Open kopertop opened 7 years ago
Wow. I'm glad you were able figure out what was broken about that feed. But I'm not sure it's reasonable to expect a parser library to handle a feed that is so fundamentally broken. No complaints at all about how you implemented this. And thank you for the PR. I'm going to close this for now, but I'm open to discussion.
What about an option to allow a user to define the feed type if none are found? Or an option to allow "cleaning up" a feed before it's read, which would detect this sort of error?
What about an option to allow a user to define the feed type if none are found?
That sounds doable.
Or an option to allow "cleaning up" a feed before it's read, which would detect this sort of error?
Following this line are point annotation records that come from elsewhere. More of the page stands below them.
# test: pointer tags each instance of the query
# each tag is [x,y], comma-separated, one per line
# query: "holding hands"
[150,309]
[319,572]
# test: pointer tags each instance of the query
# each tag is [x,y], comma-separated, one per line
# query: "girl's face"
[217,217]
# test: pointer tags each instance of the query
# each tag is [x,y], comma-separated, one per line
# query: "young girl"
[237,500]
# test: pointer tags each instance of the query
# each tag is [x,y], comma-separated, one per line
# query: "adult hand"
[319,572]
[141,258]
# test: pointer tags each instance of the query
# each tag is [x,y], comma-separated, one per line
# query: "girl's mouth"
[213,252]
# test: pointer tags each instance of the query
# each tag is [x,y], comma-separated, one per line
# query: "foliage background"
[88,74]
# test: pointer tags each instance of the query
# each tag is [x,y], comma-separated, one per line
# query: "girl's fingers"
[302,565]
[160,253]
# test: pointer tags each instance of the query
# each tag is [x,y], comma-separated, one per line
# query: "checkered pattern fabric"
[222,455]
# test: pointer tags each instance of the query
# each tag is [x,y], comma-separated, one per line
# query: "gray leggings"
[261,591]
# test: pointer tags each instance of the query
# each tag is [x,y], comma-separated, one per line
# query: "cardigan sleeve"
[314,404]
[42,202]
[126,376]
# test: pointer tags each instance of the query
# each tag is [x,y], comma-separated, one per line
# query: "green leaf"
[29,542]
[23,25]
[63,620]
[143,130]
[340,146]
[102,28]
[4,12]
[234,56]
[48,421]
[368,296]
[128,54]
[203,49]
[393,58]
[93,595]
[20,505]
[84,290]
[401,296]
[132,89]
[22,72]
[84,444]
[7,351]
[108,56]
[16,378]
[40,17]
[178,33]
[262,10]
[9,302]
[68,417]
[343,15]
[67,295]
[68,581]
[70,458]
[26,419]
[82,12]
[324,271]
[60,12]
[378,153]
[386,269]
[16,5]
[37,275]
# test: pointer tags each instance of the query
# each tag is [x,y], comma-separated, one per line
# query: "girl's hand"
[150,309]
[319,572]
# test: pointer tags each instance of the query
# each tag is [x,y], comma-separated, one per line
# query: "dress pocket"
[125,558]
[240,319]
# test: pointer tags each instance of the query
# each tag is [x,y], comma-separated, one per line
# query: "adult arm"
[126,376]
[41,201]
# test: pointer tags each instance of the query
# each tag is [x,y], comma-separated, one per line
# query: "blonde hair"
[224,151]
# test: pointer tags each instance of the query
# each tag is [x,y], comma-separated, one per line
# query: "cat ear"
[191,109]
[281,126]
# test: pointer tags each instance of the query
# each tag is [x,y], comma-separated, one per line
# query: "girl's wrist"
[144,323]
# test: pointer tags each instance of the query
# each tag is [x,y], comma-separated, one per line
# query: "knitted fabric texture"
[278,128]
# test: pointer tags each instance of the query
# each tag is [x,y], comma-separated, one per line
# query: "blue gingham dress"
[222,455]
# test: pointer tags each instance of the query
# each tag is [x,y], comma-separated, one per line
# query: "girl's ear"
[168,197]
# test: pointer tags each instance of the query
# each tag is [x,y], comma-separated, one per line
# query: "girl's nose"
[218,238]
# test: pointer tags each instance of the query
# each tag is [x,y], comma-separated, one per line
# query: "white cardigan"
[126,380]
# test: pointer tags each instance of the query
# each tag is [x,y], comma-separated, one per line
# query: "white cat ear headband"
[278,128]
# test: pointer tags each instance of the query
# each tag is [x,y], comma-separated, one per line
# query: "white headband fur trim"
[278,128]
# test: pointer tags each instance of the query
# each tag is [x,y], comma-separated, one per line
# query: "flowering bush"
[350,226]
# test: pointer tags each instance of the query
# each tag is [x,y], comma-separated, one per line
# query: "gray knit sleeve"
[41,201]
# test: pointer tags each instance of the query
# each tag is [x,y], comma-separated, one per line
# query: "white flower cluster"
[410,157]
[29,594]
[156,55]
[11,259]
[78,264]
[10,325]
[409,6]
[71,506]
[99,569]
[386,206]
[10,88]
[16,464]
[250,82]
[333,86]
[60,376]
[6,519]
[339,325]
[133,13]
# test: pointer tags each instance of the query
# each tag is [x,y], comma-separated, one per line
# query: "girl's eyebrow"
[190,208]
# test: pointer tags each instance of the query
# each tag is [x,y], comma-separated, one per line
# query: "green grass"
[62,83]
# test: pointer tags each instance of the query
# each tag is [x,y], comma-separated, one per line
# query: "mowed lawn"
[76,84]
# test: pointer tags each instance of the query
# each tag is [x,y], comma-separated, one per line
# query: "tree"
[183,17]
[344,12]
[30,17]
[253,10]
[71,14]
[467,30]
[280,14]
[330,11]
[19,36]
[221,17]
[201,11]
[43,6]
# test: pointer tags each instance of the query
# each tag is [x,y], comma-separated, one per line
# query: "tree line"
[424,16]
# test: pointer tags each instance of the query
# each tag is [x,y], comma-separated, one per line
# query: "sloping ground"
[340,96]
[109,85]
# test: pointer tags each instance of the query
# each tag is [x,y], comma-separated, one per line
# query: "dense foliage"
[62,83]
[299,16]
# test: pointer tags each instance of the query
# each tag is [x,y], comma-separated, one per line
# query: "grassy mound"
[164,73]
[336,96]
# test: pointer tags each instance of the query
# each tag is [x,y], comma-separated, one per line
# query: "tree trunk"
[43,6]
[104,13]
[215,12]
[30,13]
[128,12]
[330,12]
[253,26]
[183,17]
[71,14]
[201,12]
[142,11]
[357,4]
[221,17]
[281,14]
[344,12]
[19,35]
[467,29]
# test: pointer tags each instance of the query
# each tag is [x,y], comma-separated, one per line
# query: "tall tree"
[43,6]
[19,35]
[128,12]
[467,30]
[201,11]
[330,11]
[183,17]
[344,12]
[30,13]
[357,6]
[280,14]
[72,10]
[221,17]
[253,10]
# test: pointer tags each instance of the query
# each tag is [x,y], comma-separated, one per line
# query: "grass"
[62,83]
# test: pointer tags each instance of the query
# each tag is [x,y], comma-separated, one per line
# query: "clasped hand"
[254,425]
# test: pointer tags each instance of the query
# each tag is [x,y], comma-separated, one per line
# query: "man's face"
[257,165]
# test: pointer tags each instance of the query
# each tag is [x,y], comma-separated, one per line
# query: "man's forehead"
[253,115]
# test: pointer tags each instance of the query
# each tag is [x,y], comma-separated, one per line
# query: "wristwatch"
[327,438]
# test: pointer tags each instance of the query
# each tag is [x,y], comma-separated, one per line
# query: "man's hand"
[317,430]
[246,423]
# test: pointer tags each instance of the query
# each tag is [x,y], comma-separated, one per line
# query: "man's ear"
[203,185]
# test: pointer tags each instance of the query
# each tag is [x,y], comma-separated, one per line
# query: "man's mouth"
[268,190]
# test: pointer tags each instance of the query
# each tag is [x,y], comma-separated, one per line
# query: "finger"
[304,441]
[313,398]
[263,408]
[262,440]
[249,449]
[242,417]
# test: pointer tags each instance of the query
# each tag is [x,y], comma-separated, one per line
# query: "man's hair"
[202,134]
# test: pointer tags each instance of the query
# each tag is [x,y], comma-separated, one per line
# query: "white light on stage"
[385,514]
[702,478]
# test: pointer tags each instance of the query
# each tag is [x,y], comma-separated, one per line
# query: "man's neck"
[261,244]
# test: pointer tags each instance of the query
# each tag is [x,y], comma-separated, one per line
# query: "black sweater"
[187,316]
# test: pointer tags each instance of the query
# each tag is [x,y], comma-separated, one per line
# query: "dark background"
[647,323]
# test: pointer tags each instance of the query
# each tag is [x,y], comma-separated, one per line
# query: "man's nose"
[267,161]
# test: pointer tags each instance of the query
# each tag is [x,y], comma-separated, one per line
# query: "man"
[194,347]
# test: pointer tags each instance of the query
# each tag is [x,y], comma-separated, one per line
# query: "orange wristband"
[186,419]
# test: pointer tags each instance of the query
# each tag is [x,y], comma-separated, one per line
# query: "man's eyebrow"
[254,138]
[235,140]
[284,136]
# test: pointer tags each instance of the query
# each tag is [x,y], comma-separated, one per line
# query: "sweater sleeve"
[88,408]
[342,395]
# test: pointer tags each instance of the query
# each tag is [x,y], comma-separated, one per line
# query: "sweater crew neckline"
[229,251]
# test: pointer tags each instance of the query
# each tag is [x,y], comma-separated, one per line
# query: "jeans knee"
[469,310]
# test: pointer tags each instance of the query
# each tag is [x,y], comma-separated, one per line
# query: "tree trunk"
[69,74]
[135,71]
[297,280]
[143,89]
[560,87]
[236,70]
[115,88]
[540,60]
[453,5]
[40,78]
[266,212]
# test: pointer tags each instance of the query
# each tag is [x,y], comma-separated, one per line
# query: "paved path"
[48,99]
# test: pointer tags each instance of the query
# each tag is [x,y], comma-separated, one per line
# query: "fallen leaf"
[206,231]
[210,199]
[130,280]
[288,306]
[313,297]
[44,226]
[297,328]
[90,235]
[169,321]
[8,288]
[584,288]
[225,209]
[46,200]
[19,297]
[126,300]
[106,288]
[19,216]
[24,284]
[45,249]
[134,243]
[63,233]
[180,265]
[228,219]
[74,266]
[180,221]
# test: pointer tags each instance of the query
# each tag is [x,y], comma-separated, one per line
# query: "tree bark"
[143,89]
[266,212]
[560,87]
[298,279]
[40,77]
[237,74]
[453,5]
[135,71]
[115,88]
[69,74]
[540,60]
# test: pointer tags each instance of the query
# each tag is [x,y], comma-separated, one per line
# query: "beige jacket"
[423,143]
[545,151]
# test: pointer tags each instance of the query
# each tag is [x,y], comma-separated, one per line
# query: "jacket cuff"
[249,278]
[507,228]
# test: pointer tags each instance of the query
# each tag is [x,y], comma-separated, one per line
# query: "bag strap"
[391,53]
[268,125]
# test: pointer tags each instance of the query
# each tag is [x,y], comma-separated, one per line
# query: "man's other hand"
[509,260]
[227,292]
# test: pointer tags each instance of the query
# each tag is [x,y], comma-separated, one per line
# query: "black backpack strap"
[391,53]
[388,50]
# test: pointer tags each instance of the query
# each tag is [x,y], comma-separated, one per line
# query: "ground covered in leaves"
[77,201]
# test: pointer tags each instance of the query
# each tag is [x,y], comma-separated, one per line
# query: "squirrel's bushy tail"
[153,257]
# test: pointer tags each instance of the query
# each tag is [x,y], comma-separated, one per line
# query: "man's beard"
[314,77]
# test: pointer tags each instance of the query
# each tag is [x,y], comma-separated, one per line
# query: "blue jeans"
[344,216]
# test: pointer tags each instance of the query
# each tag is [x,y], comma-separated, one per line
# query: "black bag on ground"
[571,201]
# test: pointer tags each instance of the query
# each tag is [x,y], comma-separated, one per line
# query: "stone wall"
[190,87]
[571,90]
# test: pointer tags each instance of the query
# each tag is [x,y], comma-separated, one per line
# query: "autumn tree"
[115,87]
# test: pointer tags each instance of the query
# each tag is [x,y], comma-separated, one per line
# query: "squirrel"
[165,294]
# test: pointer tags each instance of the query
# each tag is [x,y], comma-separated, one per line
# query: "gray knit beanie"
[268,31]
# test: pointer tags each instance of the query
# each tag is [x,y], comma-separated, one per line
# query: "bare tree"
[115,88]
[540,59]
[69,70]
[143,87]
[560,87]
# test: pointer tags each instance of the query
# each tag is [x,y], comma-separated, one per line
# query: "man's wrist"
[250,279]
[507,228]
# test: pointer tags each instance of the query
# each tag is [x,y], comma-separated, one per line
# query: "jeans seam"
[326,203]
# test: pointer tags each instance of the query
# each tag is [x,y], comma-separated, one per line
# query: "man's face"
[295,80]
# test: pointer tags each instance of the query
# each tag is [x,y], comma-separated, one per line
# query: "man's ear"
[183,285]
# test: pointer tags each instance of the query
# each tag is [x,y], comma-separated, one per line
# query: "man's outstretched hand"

This is probably already doable by hooking into the SAX events emitted, but I've been thinking about adding more hooks for precisely this kind of thing. Something like:
var feedparser = require("feedparser")();
stream.pipe(feedparser).pipe(outputHanlder);
feedparser.on("start-node", function (content) {
if (content.match(/^<channel/) {
this._isRequiresRssClosing = true;
return "<rss>" + content;
}
else {
return content;
}
});
feedparser.on("end-node", function (content) {
if (this._isRequiresRssClosing) {
return content + " </rss>";
}
else {
return content;
}
});
That's rather painfully explicit (and I probably wouldn't send plain text but rather a parsed node), but you get the picture.
I'd prefer to see an option to provide "defaults" such as the default parser type, but anything that works would be fine. For now I'm just using my Fork of Feedparser, since my goal of using this library really was to support any feed, no matter how terribly broken it may be.
I deal with almost 20k feeds, most of which are pretty fundamentally broken.
An example feed is: http://stocknewsnow.com/feed/. The feed is a semi-valid RSS feed, it's just missing the global declaration.